Chance and probability play a natural role in statistical physics. Inspired by confetti, researchers at the University of Gothenburg, Sweden, gain better understanding of random phenomena and refine the tools that can be used to study them.
"The result of small disturbances to random systems can be illustrated by throwing confetti. If simple rules are constructed at a small scale, it is possible to study the characteristics at a broad level. Small changes at local level can result in widely differing phenomena at global level," says Daniel Ahlberg at the Department of Mathematical Sciences of the University of Gothenburg.

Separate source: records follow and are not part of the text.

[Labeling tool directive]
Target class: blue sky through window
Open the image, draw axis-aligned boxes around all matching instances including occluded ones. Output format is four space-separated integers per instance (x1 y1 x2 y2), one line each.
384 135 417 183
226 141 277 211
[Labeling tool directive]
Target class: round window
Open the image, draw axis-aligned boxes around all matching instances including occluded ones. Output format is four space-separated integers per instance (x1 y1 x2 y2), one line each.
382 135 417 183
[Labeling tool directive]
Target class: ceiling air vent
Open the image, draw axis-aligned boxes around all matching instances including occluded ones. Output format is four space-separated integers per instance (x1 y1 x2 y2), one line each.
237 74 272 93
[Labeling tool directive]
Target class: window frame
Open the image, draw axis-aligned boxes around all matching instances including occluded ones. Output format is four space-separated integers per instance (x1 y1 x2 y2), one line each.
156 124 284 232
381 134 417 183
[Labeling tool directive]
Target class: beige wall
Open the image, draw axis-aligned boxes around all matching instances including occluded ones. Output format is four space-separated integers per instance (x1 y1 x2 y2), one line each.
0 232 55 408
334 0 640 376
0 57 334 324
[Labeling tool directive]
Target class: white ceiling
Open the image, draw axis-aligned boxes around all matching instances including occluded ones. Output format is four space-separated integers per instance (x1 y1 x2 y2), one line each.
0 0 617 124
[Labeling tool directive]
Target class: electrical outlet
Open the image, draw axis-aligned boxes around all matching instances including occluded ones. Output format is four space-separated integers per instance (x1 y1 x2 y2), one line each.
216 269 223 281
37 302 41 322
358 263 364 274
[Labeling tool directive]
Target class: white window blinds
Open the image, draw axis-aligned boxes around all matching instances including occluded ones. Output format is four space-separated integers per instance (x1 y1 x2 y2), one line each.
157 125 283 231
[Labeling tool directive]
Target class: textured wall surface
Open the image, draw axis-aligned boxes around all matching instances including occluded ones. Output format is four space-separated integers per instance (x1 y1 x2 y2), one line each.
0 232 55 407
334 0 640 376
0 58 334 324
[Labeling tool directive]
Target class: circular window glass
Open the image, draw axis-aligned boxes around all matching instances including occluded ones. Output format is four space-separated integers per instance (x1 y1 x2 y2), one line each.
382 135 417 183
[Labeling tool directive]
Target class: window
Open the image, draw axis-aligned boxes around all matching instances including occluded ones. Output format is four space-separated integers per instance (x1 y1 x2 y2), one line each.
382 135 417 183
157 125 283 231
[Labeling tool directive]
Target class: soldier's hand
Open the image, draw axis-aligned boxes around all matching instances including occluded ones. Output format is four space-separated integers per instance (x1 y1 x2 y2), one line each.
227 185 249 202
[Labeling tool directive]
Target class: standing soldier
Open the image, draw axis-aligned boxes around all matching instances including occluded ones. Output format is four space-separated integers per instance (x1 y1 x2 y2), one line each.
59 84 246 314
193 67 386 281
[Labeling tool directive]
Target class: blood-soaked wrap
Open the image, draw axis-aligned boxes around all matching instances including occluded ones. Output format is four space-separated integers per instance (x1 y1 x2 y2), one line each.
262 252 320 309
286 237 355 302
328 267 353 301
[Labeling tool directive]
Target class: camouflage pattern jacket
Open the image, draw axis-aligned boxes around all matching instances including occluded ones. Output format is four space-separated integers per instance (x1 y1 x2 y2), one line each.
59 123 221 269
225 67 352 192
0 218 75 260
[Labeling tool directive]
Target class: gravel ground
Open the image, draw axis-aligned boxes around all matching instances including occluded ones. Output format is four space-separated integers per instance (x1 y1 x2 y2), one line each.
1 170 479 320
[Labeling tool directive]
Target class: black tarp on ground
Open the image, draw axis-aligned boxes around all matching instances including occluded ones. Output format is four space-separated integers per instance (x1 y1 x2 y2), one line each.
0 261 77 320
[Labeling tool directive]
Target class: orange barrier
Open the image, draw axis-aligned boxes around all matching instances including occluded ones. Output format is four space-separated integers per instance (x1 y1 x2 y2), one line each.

Ahlberg has based his doctoral thesis in mathematical statistics on probabilities and percolation theory, which concerns the studies of random structures. Part of the thesis is a study of a fundamentally simple object: the random structure on a given surface created with the aid of confetti. The question is how the structure is affected by a slight disturbance.
"A small disturbance is sufficient, that is to say a small proportion of the confetti that has been thrown being re-positioned, for the structure of confetti to show completely different characteristics."
Probability models of this type do not have great practical application in themselves, but the phenomena demonstrated provide a pointer to what can be expected when similar physical systems are studied. This may relate for example to how liquid trickles into porous materials or spread of disease in forestry plantations.
The thesis Asymptotics and dynamics in first-passage and continuum percolation was publicly defended on 30 September.